Félix Auger-AliassimeAgrandir l’image (Nouvelle fenêtre)

Félix Auger-Aliassime

Photo : Getty Images / Yong Teck Lim

La touche française

Si le tennis est encore loin de rivaliser avec le hockey, le sport roi au Canada, son statut a changé grâce aussi à l'apport d'entraîneurs venus de France, comme Louis Borfiga qui a formé Jo-Wilfried Tsonga et Gaël Monfils, avant de devenir responsable de l'élite canadienne en 2006.

« La France est une belle référence pour nous. C'est un pays qui a toujours produit des joueurs exceptionnels. On a intérêt à essayer d'apprendre d'un pays comme lui, même si c'est un pays de grand chelem qui a des moyens 100 fois plus importants que nous », explique Laurendeau.

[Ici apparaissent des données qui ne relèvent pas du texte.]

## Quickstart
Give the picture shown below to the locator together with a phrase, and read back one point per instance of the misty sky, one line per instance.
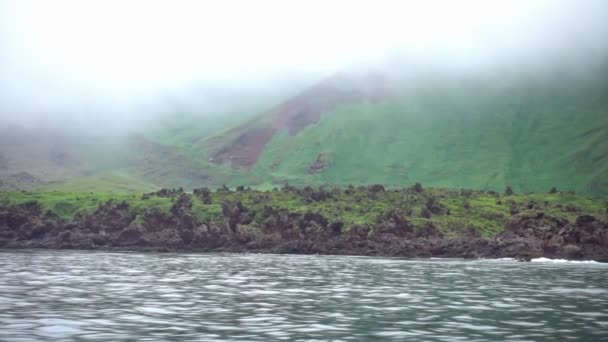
(61, 56)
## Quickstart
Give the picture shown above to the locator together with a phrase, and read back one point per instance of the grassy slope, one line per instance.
(486, 213)
(531, 134)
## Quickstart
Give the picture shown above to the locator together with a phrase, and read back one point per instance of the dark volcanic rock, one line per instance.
(528, 234)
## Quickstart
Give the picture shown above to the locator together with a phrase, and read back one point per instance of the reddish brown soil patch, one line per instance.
(301, 111)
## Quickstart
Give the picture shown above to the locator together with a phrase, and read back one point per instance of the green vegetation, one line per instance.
(450, 211)
(531, 134)
(529, 128)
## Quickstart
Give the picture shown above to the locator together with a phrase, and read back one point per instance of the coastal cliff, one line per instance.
(364, 220)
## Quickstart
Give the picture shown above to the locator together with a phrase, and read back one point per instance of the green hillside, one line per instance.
(530, 131)
(528, 127)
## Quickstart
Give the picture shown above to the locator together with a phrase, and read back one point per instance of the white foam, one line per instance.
(543, 259)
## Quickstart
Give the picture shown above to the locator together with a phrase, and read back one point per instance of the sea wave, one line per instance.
(543, 259)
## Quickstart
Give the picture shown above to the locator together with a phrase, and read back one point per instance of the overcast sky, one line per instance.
(61, 55)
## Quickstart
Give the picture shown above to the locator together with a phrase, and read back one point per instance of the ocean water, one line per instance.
(100, 296)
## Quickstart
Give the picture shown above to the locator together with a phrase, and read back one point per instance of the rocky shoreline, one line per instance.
(115, 226)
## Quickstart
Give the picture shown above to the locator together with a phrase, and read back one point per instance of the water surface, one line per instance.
(81, 296)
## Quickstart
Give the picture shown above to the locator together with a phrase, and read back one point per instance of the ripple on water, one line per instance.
(218, 297)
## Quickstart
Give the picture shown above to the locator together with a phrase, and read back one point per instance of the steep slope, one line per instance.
(529, 127)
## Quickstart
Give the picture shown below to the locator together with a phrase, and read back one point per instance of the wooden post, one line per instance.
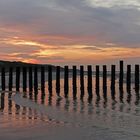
(2, 105)
(30, 79)
(121, 75)
(17, 78)
(10, 78)
(104, 77)
(36, 80)
(58, 80)
(97, 80)
(82, 80)
(42, 79)
(50, 79)
(128, 78)
(24, 79)
(74, 81)
(3, 78)
(90, 80)
(66, 80)
(137, 77)
(113, 76)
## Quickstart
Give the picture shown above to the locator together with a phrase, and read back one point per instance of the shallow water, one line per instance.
(39, 117)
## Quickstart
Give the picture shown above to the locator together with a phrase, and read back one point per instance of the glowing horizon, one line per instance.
(64, 32)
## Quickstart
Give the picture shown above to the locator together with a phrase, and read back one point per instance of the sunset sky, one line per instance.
(70, 31)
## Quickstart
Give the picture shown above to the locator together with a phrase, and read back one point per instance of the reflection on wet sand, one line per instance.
(114, 99)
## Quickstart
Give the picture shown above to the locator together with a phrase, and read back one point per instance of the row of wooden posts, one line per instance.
(33, 74)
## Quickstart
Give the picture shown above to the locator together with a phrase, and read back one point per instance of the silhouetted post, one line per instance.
(104, 77)
(121, 75)
(128, 77)
(50, 79)
(66, 80)
(17, 78)
(137, 78)
(2, 103)
(36, 80)
(42, 79)
(58, 80)
(3, 78)
(113, 71)
(97, 80)
(74, 81)
(90, 80)
(82, 80)
(30, 79)
(10, 78)
(24, 79)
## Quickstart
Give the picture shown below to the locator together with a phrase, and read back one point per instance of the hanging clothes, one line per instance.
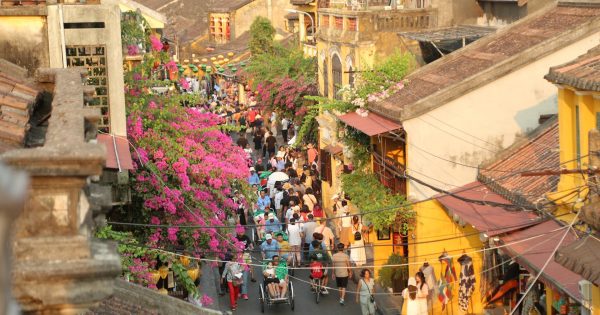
(467, 282)
(431, 281)
(447, 277)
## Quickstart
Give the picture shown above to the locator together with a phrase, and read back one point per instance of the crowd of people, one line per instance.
(291, 227)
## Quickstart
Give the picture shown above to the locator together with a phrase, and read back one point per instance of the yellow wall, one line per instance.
(568, 102)
(595, 300)
(433, 223)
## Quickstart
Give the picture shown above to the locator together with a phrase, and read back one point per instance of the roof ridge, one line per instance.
(521, 142)
(410, 103)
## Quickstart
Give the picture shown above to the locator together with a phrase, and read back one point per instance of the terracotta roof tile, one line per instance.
(16, 102)
(513, 42)
(538, 151)
(582, 73)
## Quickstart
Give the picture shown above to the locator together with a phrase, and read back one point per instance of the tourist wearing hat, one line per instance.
(253, 179)
(269, 247)
(272, 224)
(410, 296)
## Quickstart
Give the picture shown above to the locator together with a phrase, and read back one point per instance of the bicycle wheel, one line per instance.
(318, 290)
(292, 270)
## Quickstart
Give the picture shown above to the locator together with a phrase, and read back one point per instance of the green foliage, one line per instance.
(380, 206)
(384, 74)
(281, 62)
(262, 34)
(389, 274)
(132, 253)
(134, 29)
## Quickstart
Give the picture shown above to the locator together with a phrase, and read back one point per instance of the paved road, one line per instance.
(304, 300)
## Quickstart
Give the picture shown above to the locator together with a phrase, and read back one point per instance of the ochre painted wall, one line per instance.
(24, 41)
(433, 223)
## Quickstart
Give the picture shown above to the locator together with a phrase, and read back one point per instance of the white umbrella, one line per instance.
(276, 177)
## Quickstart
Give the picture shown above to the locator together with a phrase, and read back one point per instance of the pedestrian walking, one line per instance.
(295, 234)
(357, 249)
(410, 296)
(233, 274)
(284, 127)
(422, 293)
(366, 289)
(341, 271)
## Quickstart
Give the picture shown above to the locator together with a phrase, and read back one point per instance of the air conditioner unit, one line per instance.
(585, 287)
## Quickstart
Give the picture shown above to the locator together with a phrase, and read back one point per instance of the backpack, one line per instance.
(317, 211)
(316, 270)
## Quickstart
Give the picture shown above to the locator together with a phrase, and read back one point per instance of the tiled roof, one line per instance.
(16, 102)
(188, 18)
(455, 74)
(582, 73)
(538, 151)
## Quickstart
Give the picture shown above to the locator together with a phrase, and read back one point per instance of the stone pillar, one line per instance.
(59, 268)
(13, 190)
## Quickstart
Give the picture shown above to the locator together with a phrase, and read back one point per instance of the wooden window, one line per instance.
(339, 22)
(325, 21)
(325, 158)
(336, 72)
(94, 59)
(352, 25)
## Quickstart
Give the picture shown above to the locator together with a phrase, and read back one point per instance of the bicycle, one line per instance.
(317, 286)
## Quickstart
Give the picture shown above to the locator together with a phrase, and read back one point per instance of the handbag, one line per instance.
(371, 298)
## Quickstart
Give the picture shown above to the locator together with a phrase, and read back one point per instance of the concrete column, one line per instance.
(59, 268)
(301, 27)
(116, 85)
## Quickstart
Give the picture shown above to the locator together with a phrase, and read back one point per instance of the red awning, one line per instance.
(371, 125)
(486, 219)
(121, 159)
(532, 254)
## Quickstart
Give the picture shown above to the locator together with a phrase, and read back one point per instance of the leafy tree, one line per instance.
(380, 206)
(262, 34)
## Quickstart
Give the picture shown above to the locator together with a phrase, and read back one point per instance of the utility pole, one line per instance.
(590, 213)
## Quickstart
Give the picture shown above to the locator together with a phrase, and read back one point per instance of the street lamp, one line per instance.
(310, 16)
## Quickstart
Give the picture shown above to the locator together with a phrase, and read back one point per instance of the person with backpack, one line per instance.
(344, 224)
(357, 250)
(233, 274)
(310, 199)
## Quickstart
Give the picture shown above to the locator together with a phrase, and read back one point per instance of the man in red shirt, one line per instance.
(252, 116)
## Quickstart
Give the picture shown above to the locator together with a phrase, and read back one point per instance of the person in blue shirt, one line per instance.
(272, 225)
(269, 247)
(264, 202)
(253, 179)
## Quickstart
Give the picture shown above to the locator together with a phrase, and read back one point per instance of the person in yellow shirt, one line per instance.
(284, 247)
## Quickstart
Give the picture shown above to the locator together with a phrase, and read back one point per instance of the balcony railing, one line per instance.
(12, 3)
(366, 4)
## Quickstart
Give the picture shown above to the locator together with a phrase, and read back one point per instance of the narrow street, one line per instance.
(303, 297)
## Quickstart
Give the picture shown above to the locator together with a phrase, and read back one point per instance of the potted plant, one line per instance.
(394, 276)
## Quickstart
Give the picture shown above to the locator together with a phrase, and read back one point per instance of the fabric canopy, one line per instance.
(371, 125)
(582, 257)
(532, 253)
(119, 159)
(487, 219)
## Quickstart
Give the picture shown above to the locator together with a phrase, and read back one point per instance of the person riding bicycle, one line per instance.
(316, 270)
(320, 255)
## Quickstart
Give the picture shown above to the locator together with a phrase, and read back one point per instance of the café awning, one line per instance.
(533, 246)
(582, 257)
(371, 124)
(491, 220)
(118, 155)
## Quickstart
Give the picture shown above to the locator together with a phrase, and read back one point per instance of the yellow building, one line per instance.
(578, 85)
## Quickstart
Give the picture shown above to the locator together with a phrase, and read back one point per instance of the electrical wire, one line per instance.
(551, 257)
(527, 239)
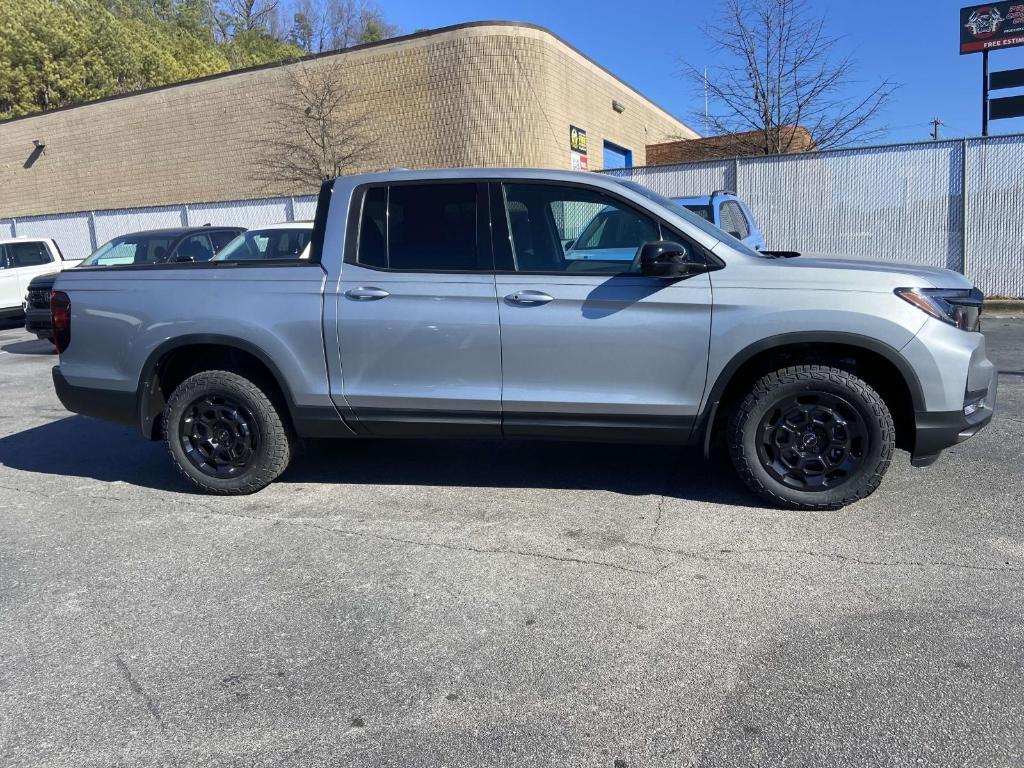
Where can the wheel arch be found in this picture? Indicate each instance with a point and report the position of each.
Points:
(878, 363)
(173, 360)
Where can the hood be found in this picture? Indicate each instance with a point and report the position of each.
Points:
(827, 273)
(43, 281)
(915, 275)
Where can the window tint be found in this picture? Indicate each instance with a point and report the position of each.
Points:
(267, 244)
(194, 248)
(556, 228)
(130, 249)
(423, 227)
(701, 211)
(221, 238)
(373, 228)
(28, 254)
(732, 219)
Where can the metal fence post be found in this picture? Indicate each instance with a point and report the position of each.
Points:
(964, 208)
(92, 231)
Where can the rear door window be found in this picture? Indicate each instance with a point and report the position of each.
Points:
(194, 248)
(733, 220)
(422, 227)
(562, 228)
(221, 238)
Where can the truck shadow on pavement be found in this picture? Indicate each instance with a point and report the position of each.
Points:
(78, 446)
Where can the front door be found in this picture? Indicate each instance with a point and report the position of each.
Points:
(589, 345)
(417, 312)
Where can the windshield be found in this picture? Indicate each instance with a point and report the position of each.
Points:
(689, 216)
(267, 244)
(130, 249)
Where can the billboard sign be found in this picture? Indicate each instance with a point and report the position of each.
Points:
(578, 139)
(991, 26)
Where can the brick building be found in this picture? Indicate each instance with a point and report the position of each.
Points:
(489, 93)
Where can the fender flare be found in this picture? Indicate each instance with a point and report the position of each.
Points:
(151, 399)
(891, 354)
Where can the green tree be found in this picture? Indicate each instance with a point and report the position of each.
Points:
(59, 52)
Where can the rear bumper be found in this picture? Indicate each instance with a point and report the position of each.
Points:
(939, 430)
(99, 403)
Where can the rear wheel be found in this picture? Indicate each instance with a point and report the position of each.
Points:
(225, 434)
(812, 437)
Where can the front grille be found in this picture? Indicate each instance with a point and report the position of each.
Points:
(39, 298)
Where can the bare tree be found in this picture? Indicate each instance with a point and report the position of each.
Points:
(316, 131)
(779, 71)
(329, 25)
(237, 16)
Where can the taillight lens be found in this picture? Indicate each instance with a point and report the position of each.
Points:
(60, 314)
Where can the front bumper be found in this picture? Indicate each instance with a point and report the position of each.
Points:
(939, 430)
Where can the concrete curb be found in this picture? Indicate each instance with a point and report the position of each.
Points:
(1004, 307)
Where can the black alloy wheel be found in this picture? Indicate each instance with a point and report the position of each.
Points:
(219, 436)
(812, 441)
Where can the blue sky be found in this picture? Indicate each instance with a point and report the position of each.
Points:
(912, 42)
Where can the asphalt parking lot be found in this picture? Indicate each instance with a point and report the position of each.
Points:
(464, 603)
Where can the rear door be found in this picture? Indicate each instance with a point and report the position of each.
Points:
(590, 346)
(417, 313)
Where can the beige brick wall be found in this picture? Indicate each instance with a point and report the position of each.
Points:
(494, 94)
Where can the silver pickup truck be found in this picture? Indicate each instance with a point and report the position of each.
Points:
(441, 303)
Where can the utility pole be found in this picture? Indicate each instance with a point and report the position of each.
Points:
(706, 100)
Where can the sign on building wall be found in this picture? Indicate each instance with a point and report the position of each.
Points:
(578, 148)
(992, 26)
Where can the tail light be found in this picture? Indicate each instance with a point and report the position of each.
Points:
(60, 314)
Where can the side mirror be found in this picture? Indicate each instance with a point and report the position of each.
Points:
(664, 258)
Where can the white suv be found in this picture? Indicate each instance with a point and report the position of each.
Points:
(20, 260)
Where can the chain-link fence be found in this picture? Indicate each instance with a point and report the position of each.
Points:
(78, 235)
(954, 204)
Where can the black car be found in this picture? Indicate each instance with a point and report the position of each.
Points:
(151, 247)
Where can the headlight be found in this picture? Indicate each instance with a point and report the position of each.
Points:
(957, 306)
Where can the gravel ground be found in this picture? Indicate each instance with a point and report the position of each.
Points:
(458, 603)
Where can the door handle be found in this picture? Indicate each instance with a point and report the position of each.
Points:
(367, 293)
(528, 298)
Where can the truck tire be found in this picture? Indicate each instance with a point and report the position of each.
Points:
(811, 437)
(225, 434)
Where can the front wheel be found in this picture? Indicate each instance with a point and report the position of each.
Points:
(812, 437)
(224, 433)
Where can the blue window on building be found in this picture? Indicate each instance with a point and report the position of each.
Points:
(616, 157)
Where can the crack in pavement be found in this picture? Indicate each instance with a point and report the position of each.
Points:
(137, 689)
(1008, 568)
(711, 555)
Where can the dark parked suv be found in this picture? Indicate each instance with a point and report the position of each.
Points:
(152, 247)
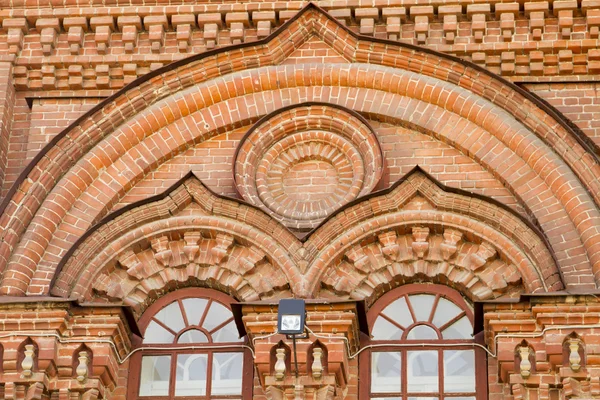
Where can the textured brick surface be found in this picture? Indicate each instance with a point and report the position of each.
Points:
(580, 102)
(486, 191)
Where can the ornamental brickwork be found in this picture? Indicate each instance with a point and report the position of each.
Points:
(336, 152)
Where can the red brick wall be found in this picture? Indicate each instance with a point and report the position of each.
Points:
(580, 102)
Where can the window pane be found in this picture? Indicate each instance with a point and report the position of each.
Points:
(461, 329)
(385, 372)
(228, 333)
(217, 314)
(157, 334)
(191, 375)
(422, 332)
(422, 371)
(194, 310)
(154, 379)
(444, 312)
(171, 317)
(459, 371)
(422, 305)
(399, 312)
(192, 336)
(227, 373)
(385, 330)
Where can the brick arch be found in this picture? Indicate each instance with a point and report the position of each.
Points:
(187, 236)
(148, 109)
(116, 171)
(420, 230)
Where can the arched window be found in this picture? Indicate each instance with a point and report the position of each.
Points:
(191, 350)
(421, 347)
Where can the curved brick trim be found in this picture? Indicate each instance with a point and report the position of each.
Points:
(164, 222)
(427, 118)
(516, 241)
(122, 106)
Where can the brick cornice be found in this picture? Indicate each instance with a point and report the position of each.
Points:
(106, 119)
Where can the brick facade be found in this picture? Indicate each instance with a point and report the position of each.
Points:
(271, 150)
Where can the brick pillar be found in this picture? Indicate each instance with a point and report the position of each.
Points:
(325, 369)
(7, 101)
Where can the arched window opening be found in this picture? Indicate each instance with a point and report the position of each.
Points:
(191, 350)
(421, 337)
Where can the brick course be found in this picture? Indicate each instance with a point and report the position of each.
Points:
(480, 187)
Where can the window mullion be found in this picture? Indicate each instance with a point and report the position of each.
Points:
(172, 375)
(209, 374)
(441, 373)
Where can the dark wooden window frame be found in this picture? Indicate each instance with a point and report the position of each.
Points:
(481, 380)
(170, 349)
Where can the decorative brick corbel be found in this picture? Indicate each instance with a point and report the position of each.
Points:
(389, 244)
(162, 250)
(264, 21)
(367, 17)
(76, 28)
(450, 16)
(48, 28)
(21, 74)
(484, 253)
(156, 25)
(450, 244)
(565, 62)
(237, 23)
(102, 76)
(221, 250)
(507, 66)
(103, 28)
(421, 15)
(184, 25)
(16, 29)
(592, 18)
(132, 264)
(536, 63)
(507, 13)
(394, 17)
(129, 27)
(420, 245)
(211, 24)
(478, 13)
(250, 260)
(537, 12)
(343, 15)
(129, 73)
(356, 255)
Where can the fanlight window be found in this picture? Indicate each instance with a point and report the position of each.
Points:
(186, 352)
(430, 315)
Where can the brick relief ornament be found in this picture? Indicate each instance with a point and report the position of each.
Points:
(300, 164)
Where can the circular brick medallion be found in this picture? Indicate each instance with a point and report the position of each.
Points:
(302, 163)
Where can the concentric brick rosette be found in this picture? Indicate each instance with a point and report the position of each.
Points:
(304, 162)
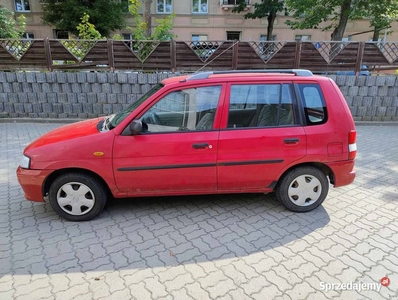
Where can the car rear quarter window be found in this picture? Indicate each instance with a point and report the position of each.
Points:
(313, 103)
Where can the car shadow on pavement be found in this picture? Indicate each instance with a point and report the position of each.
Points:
(139, 233)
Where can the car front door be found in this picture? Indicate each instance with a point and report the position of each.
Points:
(177, 150)
(262, 137)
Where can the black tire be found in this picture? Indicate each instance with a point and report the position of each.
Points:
(302, 189)
(77, 197)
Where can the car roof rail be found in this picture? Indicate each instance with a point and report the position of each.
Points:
(297, 72)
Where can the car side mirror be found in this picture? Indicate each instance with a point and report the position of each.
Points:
(135, 127)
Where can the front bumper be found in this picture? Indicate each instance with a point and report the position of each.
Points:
(343, 171)
(32, 182)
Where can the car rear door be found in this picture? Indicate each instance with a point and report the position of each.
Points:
(253, 153)
(172, 157)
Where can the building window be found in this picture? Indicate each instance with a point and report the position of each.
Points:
(22, 5)
(233, 2)
(233, 35)
(61, 35)
(199, 37)
(127, 36)
(263, 38)
(125, 5)
(164, 6)
(302, 38)
(28, 36)
(199, 6)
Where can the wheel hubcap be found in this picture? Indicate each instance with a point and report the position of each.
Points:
(304, 190)
(75, 198)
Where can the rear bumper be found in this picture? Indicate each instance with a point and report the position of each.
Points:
(31, 182)
(343, 171)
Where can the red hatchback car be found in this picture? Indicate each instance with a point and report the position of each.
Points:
(286, 131)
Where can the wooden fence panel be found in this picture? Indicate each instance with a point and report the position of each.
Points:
(28, 54)
(284, 58)
(191, 56)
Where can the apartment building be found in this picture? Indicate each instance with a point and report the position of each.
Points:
(210, 20)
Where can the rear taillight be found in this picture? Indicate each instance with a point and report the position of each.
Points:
(352, 145)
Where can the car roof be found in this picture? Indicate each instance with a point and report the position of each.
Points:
(245, 75)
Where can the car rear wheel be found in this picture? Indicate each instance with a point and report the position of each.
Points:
(303, 189)
(77, 197)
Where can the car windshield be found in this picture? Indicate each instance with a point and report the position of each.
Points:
(120, 116)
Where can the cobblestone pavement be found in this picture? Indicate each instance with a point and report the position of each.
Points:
(205, 247)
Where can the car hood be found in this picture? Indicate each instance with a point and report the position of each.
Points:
(65, 133)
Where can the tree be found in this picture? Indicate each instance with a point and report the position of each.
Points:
(147, 16)
(162, 32)
(266, 8)
(310, 13)
(105, 15)
(9, 27)
(381, 14)
(87, 30)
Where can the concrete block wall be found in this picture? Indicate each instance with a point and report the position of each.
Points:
(370, 98)
(70, 94)
(88, 94)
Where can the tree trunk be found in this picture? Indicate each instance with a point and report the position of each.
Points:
(271, 19)
(148, 17)
(338, 32)
(376, 34)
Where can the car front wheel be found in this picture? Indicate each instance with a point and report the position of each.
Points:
(303, 189)
(77, 197)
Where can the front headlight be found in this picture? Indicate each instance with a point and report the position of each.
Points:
(25, 162)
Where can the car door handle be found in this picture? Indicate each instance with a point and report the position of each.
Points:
(291, 141)
(201, 146)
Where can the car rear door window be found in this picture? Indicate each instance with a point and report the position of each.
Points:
(313, 103)
(260, 105)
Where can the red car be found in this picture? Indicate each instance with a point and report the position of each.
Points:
(286, 131)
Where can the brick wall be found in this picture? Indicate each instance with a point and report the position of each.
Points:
(88, 95)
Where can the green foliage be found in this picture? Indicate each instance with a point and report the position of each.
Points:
(381, 14)
(264, 9)
(9, 28)
(162, 31)
(117, 37)
(87, 30)
(105, 15)
(310, 13)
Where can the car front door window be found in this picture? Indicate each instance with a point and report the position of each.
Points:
(190, 109)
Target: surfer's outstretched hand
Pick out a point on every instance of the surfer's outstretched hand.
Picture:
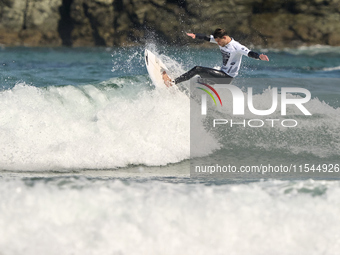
(193, 36)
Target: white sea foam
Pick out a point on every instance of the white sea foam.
(112, 217)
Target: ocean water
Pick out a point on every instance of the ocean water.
(95, 160)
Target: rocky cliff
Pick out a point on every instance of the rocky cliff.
(124, 22)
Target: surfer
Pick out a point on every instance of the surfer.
(232, 52)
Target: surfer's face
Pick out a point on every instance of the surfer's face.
(222, 41)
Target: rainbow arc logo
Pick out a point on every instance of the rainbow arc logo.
(209, 93)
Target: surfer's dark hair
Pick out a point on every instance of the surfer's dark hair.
(219, 33)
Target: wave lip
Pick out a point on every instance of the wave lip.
(91, 127)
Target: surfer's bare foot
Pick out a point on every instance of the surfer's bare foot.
(167, 80)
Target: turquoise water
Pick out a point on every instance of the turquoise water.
(95, 160)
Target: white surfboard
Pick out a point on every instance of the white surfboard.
(155, 68)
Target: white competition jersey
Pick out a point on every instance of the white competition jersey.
(232, 55)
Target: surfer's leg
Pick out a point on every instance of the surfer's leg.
(204, 72)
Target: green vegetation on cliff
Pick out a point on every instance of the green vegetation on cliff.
(124, 22)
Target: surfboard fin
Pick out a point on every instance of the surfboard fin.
(167, 80)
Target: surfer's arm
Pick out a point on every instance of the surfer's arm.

Auger-Aliassime est entraîné par Fréderic Fontang, ancien joueur professionnel dans les années 1990, et Andreescu a travaillé de 15 à 17 ans avec Nathalie Tauziat, ancienne no 3 mondiale et finaliste à Wimbledon.

« Elle m'a apporté beaucoup, car c'est une ancienne joueuse qui sait comment se comporter en match, comment aborder les tournois. Elle m'a permis de très bien amorcer ma carrière professionnelle, je lui dois beaucoup », souligne Andreescu.

À 28 ans, Milos Raonic, entraîné lui aussi par un Français, Fabrice Santoro, fait déjà figure d'ancien au milieu de cette jeune vague canadienne, mais il se nourrit du talent de ses jeunes compatriotes.

« Le tennis canadien vit une période vraiment positive. C'est une inspiration et une joie pour moi de voir leur progression et tout ce qui se passe », dit le 14e joueur mondial.